The entire business has been outsourced to CSC. CSC engages the publishers, establishes agreements, and ingests the digital content. Major issues have included reducing the production time down to 30 days and web site design considering the wide variety of users. A lot of time was spent in the early part of the project determining the metadata. Arrangements were made to meet with stakeholders at the American Library Association (ALA) to collaborate on ERIC’s evolution.
CSC is conducting eight rounds of usability testing. The American Customer Satisfaction Index (ACSI) was implemented beginning in September. The satisfaction rating of 70 was achieved, with the highest scores in site navigation and content.
Mr. Henry then described the ERIC architecture, which is based on web services. The architecture operates on COTS products, including BEA Weblogic as the applications server, NStein for the ERIC Thesaurus management, and computer-aided characterization. Documentum acts as the workflow management system that talks to Oracle. Portal architecture is used to personalize ERIC and Handles were implemented for persistent identification.

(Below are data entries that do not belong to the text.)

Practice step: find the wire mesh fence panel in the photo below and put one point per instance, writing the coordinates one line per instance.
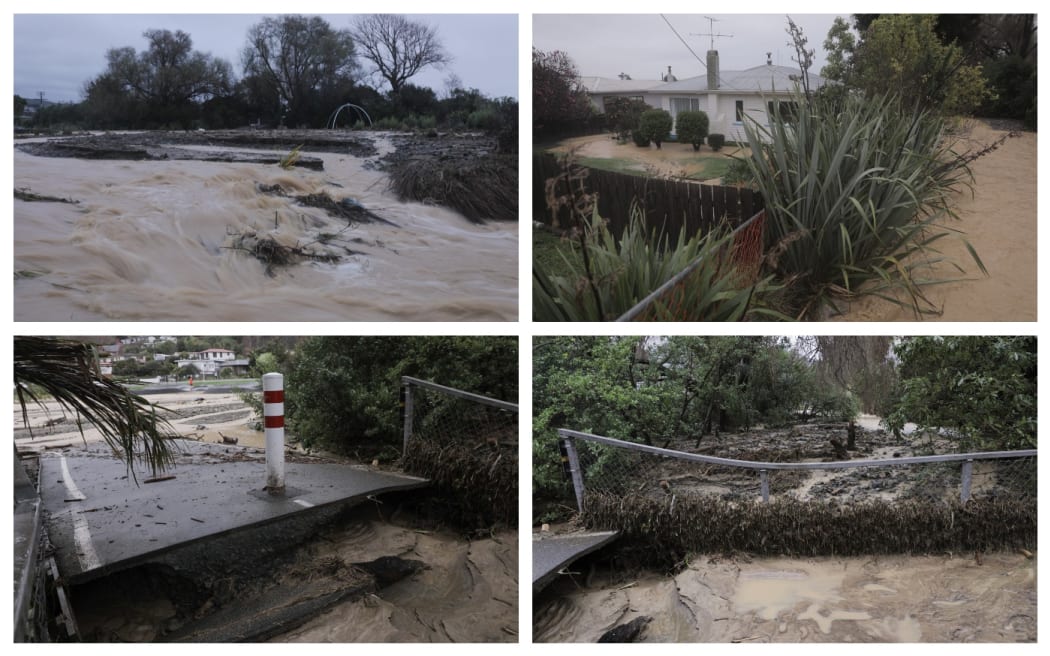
(467, 445)
(679, 500)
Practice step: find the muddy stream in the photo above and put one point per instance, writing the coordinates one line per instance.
(152, 240)
(933, 597)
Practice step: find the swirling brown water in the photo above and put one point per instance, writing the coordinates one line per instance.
(149, 240)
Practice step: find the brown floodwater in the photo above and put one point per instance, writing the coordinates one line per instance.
(947, 597)
(151, 240)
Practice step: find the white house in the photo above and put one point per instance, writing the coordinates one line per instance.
(208, 361)
(726, 96)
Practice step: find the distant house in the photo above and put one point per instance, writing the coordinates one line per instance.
(207, 362)
(239, 367)
(726, 96)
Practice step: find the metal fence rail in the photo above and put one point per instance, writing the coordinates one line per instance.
(630, 468)
(447, 414)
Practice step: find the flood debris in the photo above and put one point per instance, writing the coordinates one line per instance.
(274, 254)
(478, 188)
(29, 196)
(630, 632)
(477, 486)
(462, 172)
(342, 208)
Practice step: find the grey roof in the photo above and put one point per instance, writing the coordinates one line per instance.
(758, 79)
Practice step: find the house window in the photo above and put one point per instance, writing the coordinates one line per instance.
(788, 109)
(608, 100)
(685, 104)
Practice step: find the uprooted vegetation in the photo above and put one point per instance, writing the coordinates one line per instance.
(276, 251)
(464, 174)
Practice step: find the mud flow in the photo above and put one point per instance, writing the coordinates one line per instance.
(936, 598)
(361, 575)
(242, 238)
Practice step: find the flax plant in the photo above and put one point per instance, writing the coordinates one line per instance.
(611, 276)
(857, 193)
(66, 371)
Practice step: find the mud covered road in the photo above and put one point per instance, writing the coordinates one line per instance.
(936, 598)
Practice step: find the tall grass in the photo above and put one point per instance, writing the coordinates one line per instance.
(609, 276)
(856, 193)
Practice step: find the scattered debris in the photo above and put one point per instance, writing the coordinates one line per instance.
(28, 196)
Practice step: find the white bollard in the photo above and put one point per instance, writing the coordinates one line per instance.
(273, 417)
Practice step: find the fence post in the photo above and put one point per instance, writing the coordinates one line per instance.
(273, 414)
(578, 479)
(406, 401)
(967, 480)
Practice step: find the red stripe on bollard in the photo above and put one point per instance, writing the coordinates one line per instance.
(273, 396)
(275, 422)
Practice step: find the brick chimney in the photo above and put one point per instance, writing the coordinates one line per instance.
(712, 70)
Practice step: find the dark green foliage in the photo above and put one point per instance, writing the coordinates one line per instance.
(622, 114)
(476, 487)
(983, 388)
(67, 372)
(656, 533)
(657, 390)
(655, 124)
(855, 196)
(692, 127)
(342, 393)
(560, 102)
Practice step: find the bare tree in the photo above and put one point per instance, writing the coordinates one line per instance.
(299, 59)
(398, 47)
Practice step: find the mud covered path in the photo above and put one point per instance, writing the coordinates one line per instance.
(935, 598)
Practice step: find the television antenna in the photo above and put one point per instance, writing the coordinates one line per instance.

Content is ingested through a variety of means, including direct submissions, harvesting of web sites, and electronic input from publishers. The electronic input from publishers is transformed through a series of scripts. Authors can submit one or more documents. It requires that ERIC be granted the right to distribute the content. Some subset of the metadata records can be completed by the author, along with instructions to the processing team. The submitter can track the processing status.
NStein is used to manage both small and large taxonomies. The small taxonomy categorizes the material for routing to subject experts. The large taxonomy (the ERIC Thesaurus) provides candidate-controlled descriptors. The small taxonomy is approximately 90 percent accurate. More tuning is needed on the large taxonomy, which is approximately 60 percent accurate.
The source management system manages sources, content providers, and agreements against the sources. The journal list presented on the web site is automatically generated from the source management system.
A single search box and more advanced search interfaces are available. A search can be performed within results and a search can be refined. Some of the thesaurus descriptors are exposed in order to support the refinement of searches. The advanced search provides filtering by publication type. ERIC provides a link to MyLibrary, in which the user can select up to three institutions.
The Google site map has approximately 1.1 million pages that Google and others can index. Clicking on the result under Google takes the user to the ERIC detail page. Monthly updates are provided to several online vendors.
Future plans include publishing the thesaurus in XML format and moving from Dialog Format B to an XML format. The internal metadata model will be mapped to the OAI to allow ERIC to participate in open metadata activities. There is a need to bring their stakeholders along while meeting the demands of the Internet.